Recording & Mixing
a passionate pursuit of perfections
The best recording studios (Abbey Road, Ocean Way, and Capitol Records, to name a few) use Neve consoles. At Prescott Studios we use the Neve VR3, arguably the very best recording console ever made. The studio has several rooms used for tracking including a roomy and comfortable vocal booth, a large tracking room, a separate drum room, and several utility isolation areas. No matter what you are recording, whether it's a single, album, movie, audiobook, or even a podcast, it's of the utmost importance to capture the best sound possible. Things to keep in mind when picking a studio
1. The recording engineer and producer
2. The recording equipment - hardware/software
3. The space and facility
There are several important factors to consider when deciding where and with whom to record. If you are a solo artist, vocalist, or rapper you have a lot of options. Whereas a band, ensemble, group, it can get a lot more complicated.
A good place to start is by deciding what you want as a finished product. If you are looking for something professionally recorded, mixed, and mastered, you will need a pro studio.
Once that decision is made you can more objectively look at where. In general, when you pay more you're paying for the experience, better gear, microphones, engineers, location, acoustical treatment, etc.
In every case, pick the right tools for the job. If you are looking to be a Grammy contender, recording in your friend's closet may not be the best choice.
Achieving a great mix takes years of experience and knowledge regarding the many aspects and nuances of the craft.

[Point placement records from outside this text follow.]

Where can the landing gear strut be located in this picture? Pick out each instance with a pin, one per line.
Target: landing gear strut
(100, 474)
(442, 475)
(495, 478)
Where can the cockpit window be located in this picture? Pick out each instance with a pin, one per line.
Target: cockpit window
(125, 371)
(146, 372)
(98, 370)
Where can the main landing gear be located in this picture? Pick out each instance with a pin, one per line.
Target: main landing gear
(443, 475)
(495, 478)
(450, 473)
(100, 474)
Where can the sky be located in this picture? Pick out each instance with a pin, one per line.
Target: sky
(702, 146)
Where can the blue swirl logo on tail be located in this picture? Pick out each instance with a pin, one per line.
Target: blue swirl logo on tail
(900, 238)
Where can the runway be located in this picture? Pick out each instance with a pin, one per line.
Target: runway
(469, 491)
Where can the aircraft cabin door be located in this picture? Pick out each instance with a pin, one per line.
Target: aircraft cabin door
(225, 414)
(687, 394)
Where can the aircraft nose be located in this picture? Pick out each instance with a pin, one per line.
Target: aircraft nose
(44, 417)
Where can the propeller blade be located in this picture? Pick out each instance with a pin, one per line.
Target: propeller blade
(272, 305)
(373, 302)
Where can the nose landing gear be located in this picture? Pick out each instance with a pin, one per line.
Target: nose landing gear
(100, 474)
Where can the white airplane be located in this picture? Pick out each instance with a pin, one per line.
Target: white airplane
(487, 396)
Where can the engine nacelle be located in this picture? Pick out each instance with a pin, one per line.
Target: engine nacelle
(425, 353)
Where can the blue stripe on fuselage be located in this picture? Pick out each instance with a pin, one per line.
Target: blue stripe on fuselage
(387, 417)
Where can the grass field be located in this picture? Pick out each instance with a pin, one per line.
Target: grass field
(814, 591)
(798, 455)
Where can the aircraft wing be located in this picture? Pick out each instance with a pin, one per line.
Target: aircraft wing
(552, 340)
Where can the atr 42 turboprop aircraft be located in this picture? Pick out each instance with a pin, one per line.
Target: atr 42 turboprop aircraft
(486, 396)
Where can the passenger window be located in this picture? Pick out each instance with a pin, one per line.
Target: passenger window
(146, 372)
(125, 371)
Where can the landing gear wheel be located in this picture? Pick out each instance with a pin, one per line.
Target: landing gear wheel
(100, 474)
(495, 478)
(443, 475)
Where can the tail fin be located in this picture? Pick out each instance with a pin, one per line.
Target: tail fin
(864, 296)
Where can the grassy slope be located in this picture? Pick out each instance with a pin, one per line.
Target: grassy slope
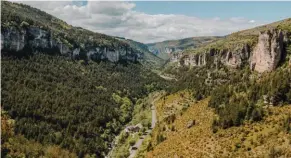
(264, 138)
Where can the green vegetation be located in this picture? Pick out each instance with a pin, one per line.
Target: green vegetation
(21, 17)
(15, 145)
(159, 48)
(80, 107)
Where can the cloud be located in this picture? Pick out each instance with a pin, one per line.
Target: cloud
(120, 19)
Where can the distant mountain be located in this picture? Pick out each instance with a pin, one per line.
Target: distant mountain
(262, 48)
(163, 49)
(30, 30)
(150, 59)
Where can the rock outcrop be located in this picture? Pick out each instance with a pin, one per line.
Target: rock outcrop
(267, 54)
(232, 58)
(35, 40)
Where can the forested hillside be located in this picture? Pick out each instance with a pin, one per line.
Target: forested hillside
(65, 86)
(77, 106)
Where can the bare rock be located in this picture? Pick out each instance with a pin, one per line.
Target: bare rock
(268, 51)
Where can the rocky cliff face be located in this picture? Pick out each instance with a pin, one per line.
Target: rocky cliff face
(265, 56)
(268, 52)
(34, 40)
(232, 58)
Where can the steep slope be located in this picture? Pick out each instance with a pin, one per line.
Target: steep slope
(28, 30)
(149, 58)
(270, 137)
(59, 97)
(261, 48)
(165, 48)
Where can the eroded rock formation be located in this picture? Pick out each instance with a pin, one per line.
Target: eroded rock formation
(267, 53)
(265, 56)
(34, 40)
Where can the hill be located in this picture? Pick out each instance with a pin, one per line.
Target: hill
(150, 59)
(26, 29)
(163, 49)
(266, 138)
(68, 90)
(245, 48)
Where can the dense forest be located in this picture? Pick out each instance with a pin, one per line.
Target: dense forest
(78, 106)
(236, 95)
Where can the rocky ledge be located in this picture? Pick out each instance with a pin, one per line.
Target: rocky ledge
(263, 57)
(35, 40)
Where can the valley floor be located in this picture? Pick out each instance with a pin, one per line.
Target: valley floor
(266, 138)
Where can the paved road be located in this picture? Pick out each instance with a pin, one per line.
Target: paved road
(139, 141)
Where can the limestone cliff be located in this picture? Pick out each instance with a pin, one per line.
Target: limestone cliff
(264, 56)
(268, 51)
(35, 40)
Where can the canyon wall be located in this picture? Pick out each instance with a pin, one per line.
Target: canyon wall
(263, 57)
(35, 40)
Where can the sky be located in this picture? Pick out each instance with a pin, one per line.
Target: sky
(153, 21)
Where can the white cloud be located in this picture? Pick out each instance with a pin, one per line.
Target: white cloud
(252, 21)
(120, 19)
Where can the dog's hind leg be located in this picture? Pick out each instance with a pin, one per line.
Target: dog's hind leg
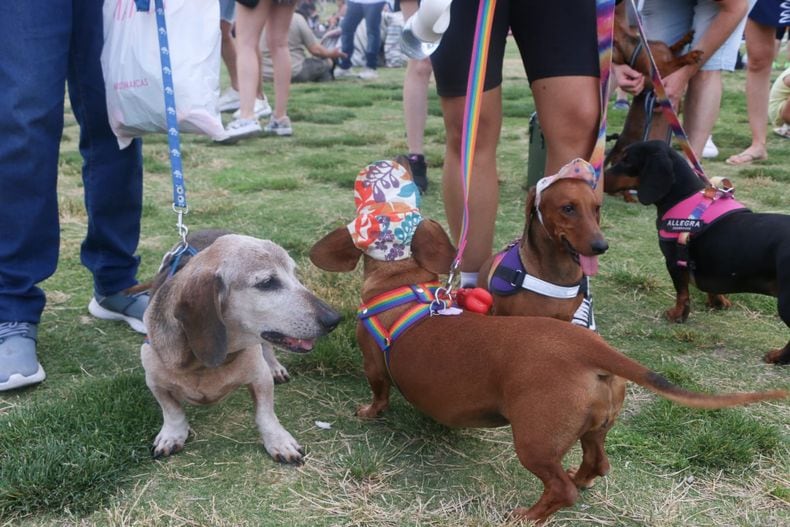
(782, 355)
(279, 373)
(277, 441)
(716, 301)
(175, 429)
(380, 386)
(541, 441)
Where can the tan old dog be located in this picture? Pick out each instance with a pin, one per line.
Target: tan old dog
(558, 386)
(544, 274)
(211, 327)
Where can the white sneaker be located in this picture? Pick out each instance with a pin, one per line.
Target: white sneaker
(279, 127)
(239, 129)
(340, 73)
(368, 74)
(261, 109)
(710, 150)
(228, 101)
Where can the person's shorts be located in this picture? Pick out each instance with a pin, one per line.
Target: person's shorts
(772, 13)
(669, 20)
(555, 39)
(227, 10)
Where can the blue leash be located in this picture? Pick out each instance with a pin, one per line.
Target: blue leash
(173, 136)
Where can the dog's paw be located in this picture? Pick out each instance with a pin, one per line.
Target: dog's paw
(677, 314)
(369, 411)
(780, 357)
(280, 374)
(283, 447)
(718, 302)
(168, 442)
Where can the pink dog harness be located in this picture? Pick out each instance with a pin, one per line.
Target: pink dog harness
(695, 214)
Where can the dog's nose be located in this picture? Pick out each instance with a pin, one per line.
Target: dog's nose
(599, 246)
(328, 317)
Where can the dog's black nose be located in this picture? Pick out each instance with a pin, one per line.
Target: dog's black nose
(599, 246)
(328, 317)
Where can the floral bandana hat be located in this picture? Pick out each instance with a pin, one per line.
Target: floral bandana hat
(387, 203)
(576, 169)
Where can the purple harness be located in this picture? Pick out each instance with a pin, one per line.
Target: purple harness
(510, 276)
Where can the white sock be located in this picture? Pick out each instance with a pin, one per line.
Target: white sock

Mixing properly begins with an understanding of the material and the intended audience. You also have to understand what the artist has envisioned. We encourage artists to bring reference samples of music they feel closely resembles the sound they are trying to achieve prior to tracking and mixing.
An experienced engineer will know how to make everything sound good together. They will know how the vocals and instruments work together to complement the song. They will understand which frequencies need to be cut or boosted. They will know when and where to use dynamic processors such as compression and limiting. They will also know how and where to use effects such as reverb, delay, modulation, and harmonics to get the best mix possible.
The mixing engineer needs to take all of the information given and turn it into what will eventually be a final mix. At Prescott Studios, we take all of this into account and more.